Sorry I tried to copy and post this but all the formatting is gone. If you can follow it great, if not find the original post by Variance75. Its in the forum that I think is named &quot;Word does allow me to highlight&quot;


----------



## Xephic (Jan 18, 2009)

euler said:


> Try this by Variance 75 Solutions I had the same problem and found this solution on another forum. Fixed my problem. ********************************* Delete the Word Data registry key Most of the frequently used options in Word are stored in the Word Data registry key. A common troubleshooting step is to delete the Word Data registry key. The next time that you start Word, Word rebuilds the Word Data registry key by using the default settings. To view these options in Word 2002 or Word 2003, click Options on the Tools menu. To view these options in Word 2007, click the Microsoft Office Button, and then click Word Options. Note When you delete the Word Data registry key, Word resets several options to their default settings. One such option is the "most recently used file" list on the File menu. Additionally, Word resets many settings that you customize in the Options dialog box. To delete the Word Data registry key, follow these steps: 1. Exit all Office programs. 2. Click Start, click Run, type regedit, and then click OK. 3. Locate the following registry subkey, as appropriate for the version of Word that you are running: • Word 2002: HKEY_CURRENT_USER\Software\Microsoft\Office\10.0\Word\Data • Word 2003: HKEY_CURRENT_USER\Software\Microsoft\Office\11.0\Word\Data • Word 2007: HKEY_CURRENT_USER\Software\Microsoft\Office\12.0\Word\Data 4. Click Data, and then click Export on the File menu. 5. Name the file Wddata.reg, and then save the file to the desktop. 6. Click Delete on the Edit menu, and then click Yes. 7. Exit Registry Editor. 8. Start Word. If Word starts and works correctly, you have resolved the problem. The problem was a damaged Word Data registry key. You may have to change several settings to restore your favorite options in Word.

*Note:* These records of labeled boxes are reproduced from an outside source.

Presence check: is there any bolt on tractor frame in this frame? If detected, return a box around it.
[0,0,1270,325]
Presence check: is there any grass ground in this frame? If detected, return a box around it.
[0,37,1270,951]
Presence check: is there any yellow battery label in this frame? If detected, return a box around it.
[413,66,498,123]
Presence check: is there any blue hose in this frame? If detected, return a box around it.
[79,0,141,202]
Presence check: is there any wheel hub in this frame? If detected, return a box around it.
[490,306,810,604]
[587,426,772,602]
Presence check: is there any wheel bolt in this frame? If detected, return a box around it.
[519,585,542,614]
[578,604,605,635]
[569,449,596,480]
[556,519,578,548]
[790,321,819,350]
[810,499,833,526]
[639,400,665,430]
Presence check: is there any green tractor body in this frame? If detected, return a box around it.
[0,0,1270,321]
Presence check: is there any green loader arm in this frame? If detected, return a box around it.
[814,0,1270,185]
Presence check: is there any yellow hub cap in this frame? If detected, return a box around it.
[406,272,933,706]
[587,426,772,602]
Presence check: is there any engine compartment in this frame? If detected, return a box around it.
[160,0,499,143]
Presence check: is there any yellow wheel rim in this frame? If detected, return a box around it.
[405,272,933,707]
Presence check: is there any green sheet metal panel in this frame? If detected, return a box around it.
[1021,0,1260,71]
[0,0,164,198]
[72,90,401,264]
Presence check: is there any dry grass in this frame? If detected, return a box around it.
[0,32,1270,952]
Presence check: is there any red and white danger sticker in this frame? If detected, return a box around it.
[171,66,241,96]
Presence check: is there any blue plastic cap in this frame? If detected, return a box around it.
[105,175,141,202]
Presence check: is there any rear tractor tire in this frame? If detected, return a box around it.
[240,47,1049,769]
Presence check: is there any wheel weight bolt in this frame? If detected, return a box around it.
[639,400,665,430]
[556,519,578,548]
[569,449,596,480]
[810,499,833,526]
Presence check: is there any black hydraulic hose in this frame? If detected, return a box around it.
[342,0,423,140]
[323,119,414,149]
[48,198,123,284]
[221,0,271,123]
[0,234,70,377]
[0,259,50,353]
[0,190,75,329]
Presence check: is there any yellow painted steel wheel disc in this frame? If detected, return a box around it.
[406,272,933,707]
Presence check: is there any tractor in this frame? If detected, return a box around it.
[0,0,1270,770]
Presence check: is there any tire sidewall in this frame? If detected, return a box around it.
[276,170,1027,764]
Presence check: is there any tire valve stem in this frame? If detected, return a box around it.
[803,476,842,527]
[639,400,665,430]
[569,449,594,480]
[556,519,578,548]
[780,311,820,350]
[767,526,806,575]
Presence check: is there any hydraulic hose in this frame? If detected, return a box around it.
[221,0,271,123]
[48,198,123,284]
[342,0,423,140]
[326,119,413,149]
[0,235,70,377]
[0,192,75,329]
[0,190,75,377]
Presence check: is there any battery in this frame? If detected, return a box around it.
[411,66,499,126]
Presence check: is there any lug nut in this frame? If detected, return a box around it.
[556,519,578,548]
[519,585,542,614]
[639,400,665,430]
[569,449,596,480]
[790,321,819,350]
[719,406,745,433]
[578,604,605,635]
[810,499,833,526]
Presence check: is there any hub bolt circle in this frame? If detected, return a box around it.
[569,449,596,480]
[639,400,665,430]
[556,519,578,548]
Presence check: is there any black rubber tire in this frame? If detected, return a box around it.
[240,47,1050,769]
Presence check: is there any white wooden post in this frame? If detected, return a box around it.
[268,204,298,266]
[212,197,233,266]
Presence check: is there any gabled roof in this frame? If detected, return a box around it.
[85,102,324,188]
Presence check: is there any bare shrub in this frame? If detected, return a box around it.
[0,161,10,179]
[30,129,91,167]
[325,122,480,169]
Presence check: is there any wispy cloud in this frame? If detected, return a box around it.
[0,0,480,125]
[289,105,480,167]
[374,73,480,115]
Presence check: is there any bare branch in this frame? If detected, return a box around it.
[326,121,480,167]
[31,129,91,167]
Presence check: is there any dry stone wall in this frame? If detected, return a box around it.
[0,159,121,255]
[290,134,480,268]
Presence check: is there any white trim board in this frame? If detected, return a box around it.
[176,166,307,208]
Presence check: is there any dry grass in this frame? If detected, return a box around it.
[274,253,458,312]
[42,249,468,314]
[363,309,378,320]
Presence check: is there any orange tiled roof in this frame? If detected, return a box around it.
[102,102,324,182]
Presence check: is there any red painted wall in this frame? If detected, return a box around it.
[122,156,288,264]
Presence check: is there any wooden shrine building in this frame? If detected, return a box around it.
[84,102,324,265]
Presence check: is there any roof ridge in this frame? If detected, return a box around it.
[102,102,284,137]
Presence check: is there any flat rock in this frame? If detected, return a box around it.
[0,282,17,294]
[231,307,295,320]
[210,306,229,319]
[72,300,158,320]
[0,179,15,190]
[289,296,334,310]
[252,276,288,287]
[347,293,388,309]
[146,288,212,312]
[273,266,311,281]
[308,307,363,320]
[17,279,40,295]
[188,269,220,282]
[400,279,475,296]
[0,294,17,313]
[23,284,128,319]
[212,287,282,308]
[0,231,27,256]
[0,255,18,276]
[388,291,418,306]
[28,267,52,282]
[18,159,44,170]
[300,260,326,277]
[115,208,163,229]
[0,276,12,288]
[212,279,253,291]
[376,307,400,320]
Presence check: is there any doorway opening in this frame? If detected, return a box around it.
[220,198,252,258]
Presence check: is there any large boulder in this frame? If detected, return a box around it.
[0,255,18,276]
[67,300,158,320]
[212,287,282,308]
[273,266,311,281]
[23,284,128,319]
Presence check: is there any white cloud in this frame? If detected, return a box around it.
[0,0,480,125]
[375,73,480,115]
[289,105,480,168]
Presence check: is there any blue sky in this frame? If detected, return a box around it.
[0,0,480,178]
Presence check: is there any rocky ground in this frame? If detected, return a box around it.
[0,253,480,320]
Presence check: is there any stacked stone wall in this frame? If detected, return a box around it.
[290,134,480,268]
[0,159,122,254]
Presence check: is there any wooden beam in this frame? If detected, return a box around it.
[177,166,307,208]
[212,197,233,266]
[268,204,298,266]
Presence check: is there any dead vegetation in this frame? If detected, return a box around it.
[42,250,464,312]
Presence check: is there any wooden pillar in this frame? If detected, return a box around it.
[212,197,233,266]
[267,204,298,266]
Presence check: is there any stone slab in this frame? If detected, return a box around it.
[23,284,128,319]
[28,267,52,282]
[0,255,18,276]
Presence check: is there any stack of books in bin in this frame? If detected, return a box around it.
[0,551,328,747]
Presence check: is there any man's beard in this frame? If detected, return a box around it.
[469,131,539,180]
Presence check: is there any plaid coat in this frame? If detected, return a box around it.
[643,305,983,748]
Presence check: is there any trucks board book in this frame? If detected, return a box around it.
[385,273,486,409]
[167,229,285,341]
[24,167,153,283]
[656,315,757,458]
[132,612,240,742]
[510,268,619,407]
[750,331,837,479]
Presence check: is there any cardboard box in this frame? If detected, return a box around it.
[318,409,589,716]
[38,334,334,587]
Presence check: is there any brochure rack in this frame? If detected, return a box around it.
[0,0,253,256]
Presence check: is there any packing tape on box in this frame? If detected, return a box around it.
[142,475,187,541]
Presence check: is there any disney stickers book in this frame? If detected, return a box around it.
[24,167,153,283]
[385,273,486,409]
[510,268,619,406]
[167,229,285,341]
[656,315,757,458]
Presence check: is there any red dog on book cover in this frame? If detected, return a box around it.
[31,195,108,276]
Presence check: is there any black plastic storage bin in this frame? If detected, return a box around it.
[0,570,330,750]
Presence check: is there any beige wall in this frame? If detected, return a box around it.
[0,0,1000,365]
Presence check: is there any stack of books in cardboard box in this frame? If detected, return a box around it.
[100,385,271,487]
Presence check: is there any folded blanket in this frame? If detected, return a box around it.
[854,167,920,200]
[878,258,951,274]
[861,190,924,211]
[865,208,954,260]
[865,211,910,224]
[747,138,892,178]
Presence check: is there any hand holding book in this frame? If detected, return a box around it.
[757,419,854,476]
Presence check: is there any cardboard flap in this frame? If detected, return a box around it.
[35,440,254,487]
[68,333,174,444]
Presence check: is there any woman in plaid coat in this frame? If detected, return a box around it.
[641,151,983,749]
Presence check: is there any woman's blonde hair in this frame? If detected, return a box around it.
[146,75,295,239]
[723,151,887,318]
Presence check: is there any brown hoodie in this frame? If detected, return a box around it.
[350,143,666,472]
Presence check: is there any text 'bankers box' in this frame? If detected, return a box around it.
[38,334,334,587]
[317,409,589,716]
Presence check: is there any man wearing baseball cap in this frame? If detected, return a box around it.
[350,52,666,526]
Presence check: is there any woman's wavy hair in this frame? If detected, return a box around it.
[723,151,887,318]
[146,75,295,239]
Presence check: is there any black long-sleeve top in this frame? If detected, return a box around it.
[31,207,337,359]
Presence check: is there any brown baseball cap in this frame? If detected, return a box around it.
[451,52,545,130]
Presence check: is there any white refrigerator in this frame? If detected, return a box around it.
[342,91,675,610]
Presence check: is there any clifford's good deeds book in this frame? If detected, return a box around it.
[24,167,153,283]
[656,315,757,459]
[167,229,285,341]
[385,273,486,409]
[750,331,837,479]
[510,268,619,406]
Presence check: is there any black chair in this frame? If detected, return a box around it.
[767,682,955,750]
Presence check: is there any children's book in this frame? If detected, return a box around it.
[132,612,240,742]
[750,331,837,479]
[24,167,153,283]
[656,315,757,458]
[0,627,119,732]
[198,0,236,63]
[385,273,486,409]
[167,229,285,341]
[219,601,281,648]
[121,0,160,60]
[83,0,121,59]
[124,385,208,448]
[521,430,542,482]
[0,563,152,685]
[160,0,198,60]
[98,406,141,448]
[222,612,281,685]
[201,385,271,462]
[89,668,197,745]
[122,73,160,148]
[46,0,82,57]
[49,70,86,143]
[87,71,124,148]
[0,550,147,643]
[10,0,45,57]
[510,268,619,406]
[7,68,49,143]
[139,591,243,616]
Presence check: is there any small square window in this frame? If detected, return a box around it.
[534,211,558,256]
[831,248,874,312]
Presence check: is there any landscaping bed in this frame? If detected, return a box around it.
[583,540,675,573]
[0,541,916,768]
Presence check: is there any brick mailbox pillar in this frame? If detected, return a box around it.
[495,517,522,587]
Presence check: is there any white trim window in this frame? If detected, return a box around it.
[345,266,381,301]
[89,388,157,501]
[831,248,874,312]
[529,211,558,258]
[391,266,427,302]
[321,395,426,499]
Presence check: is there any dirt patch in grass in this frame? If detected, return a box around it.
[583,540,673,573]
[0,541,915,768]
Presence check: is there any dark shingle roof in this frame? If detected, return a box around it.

I tried wat you told me to, but the problem was still not resolved....Word still stops working when opening or saving file..Thank you for willing to help me...I'm very frustrated over this problem..

This is the event data from Event Viewer

WINWORD.EXE 
12.0.4518.1014 
45428028 
PROPSYS.dll 
7.0.6001.16503 
483b9976 
c0000005 
00003744 
14f0 
01c97936f2031e93

Faulting application WINWORD.EXE, version 12.0.4518.1014, time stamp 0x45428028, faulting module PROPSYS.dll, version 7.0.6001.16503, time stamp 0x483b9976, exception code 0xc0000005, fault offset 0x00003744, process id 0x14f0, application start time 0x01c97936f2031e93.


----------



## Anne Troy (Feb 14, 1999)

Word has specific troubleshooting steps, which you'll find here:
http://www.officearticles.com/word/steps_to_troubleshooting_microsoft_word.htm

The difference for 2007 is that the normal.dot file is now called normal.dotm


----------



## Xephic (Jan 18, 2009)

i've tried deleting thr Normal.dotm file and even renaming the registry, still to no avail... i'm at my wits end!! what should i do? I've tried reinstalling MS Word, repairing it but it still does not solve the problem....


----------



## Rollin_Again (Sep 4, 2003)

I've had success in the past by searching another working system for the .dll file in question and copying and replacing on the pc that doesn't work. I assume that this is related to the file somehow getting corrupted. Are you able to open the application in safe mode?

Regards,
Rollin


----------



## azmak (Jan 21, 2009)

which printer is connected to your system. if it is hp, use a differennt printer as your default printer and then check.


----------



## Xephic (Jan 18, 2009)

no, i am not using a hp printer.. thanks for your effort.. i think i'm at my wit's end..i'm juz gonna reformat my pc and cross my fingers hoping this doesn't happen again...


----------



## maxx_eclipse (May 29, 2007)

Have you tried a rollback (system restore)?
Did you do any Office (or Windows) Updates before the problem occured?
Have you had made any changes to your system prior to doing this?

Troubleshooting will help eliminate the possibilities one by one.


----------